Role of PXR in Hepatic Cancer: Its Influences on Liver Detoxification Capacity and Cancer Progression.

The role of nuclear receptor PXR in detoxification and clearance of xenobiotics and endobiotics is well-established. However, its projected role in hepatic cancer is rather illusive where its expression is reported altered in different cancers depending on the tissue-type and microenvironment. The expression of PXR, its target genes and their biological or clinical significance have not been examined in hepatic cancer. In the present study, by generating DEN-induced hepatic cancer in mice, we report that the expression of PXR and its target genes CYP3A11 and GSTa2 are down-regulated implying impairment of hepatic detoxification capacity. A higher state of inflammation was observed in liver cancer tissues as evident from upregulation of inflammatory cytokines IL-6 and TNF-α along with NF-κB and STAT3. Our data in mouse model suggested a negative correlation between down-regulation of PXR and its target genes with that of higher expression of inflammatory proteins (like IL-6, TNF-α, NF-κB). In conjunction, our findings with relevant cell culture based assays showed that higher expression of PXR is involved in reduction of tumorigenic potential in hepatic cancer. Overall, the findings suggest that inflammation influences the expression of hepatic proteins important in drug metabolism while higher PXR level reduces tumorigenic potential in hepatic cancer.

Transcription regulation of nuclear receptor PXR: Role of SUMO-1 modification and NDSM in receptor function.

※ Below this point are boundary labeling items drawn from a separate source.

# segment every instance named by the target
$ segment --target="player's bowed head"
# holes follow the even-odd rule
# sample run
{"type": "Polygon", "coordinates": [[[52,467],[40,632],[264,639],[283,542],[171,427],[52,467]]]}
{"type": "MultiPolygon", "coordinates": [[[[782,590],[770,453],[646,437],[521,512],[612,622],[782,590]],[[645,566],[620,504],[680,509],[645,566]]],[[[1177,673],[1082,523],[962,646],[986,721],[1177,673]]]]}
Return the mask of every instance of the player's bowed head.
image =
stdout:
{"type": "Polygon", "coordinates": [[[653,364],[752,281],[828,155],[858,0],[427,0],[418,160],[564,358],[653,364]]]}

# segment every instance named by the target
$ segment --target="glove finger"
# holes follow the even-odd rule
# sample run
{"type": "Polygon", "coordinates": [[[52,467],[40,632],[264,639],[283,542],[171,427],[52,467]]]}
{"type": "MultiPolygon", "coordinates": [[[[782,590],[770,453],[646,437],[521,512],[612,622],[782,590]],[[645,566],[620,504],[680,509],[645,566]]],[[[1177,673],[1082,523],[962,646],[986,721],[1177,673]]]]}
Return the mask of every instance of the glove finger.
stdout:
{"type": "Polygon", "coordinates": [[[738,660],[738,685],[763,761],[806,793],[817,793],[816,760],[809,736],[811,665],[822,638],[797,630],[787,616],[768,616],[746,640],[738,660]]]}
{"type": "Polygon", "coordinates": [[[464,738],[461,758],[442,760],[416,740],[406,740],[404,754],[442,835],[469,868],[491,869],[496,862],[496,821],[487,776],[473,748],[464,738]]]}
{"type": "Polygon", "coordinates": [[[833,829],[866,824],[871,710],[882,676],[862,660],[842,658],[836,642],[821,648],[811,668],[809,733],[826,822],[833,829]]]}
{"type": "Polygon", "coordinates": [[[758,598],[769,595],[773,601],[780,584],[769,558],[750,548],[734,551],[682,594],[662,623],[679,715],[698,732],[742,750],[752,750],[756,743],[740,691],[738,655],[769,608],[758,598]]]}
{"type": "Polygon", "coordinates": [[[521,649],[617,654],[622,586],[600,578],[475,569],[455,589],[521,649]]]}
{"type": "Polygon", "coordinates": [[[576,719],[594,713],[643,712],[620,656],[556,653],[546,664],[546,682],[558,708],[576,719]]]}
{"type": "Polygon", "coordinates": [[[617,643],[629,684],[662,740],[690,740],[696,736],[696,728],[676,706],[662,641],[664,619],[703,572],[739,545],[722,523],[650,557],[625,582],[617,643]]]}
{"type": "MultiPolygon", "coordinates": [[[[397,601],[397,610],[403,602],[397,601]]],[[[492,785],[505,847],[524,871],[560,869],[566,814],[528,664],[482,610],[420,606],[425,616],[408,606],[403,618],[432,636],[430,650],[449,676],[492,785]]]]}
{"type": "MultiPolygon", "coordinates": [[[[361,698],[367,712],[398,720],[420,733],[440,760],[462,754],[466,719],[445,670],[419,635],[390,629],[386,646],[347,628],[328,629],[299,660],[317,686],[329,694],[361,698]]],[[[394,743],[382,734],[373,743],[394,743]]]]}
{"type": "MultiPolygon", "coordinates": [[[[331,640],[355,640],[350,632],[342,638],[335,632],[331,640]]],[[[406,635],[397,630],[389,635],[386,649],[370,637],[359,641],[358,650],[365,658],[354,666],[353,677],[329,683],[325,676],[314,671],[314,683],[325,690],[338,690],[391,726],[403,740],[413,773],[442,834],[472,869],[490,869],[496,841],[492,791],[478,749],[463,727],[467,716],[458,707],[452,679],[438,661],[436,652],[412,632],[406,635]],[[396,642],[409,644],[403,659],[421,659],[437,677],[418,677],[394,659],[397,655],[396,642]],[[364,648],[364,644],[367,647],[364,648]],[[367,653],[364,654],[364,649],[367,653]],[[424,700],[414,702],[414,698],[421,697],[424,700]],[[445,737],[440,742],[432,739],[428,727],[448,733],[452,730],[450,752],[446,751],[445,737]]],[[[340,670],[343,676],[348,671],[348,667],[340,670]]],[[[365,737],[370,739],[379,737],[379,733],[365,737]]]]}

Pregnane & Xenobiotic Receptor (PXR) is one of the 48 members of the nuclear receptor superfamily of ligand-modulated transcription factors. PXR plays an important role in metabolism and elimination of diverse noxious endobiotics and xenobiotics. Like in case of some nuclear receptors its function may also be differentially altered, positively or negatively, by various post-translational modifications. In this context, regulation of PXR function by SUMOylation is the subject of present investigation. Here, we report that human PXR is modified by SUMO-1 resulting in its enhanced transcriptional activity. RT-PCR analysis showed that PXR SUMOylation in presence of rifampicin also enhances the endogenous expression levels of key PXR-regulated genes like CYP3A4, CYP2C9, MDR1 and UGT1A1. In addition, mammalian two-hybrid assay exhibited enhanced interaction between PXR and co-activator SRC-1. EMSA results revealed that SUMOylation has no influence on the DNA binding ability of PXR. In silico analysis suggested that PXR protein contains four putative SUMOylation sites, centered at K108, K129, K160 and K170. In addition to this, we identified the presence of NDSM (Negative charge amino acid Dependent SUMOylation Motif) in PXR. Substitution of all its four putative lysine residues along with NDSM abolished the effect of SUMO-1-mediated transactivation function of PXR. Furthermore, we show that interaction between PXR and E2-conjugation enzyme UBCh9, an important step for implementation of SUMOylation event, was reduced in case of NDSM mutant PXRD115A. Overall, our results suggest that SUMOylation at specific sites on PXR protein are involved in enhancement of transcription function of this receptor.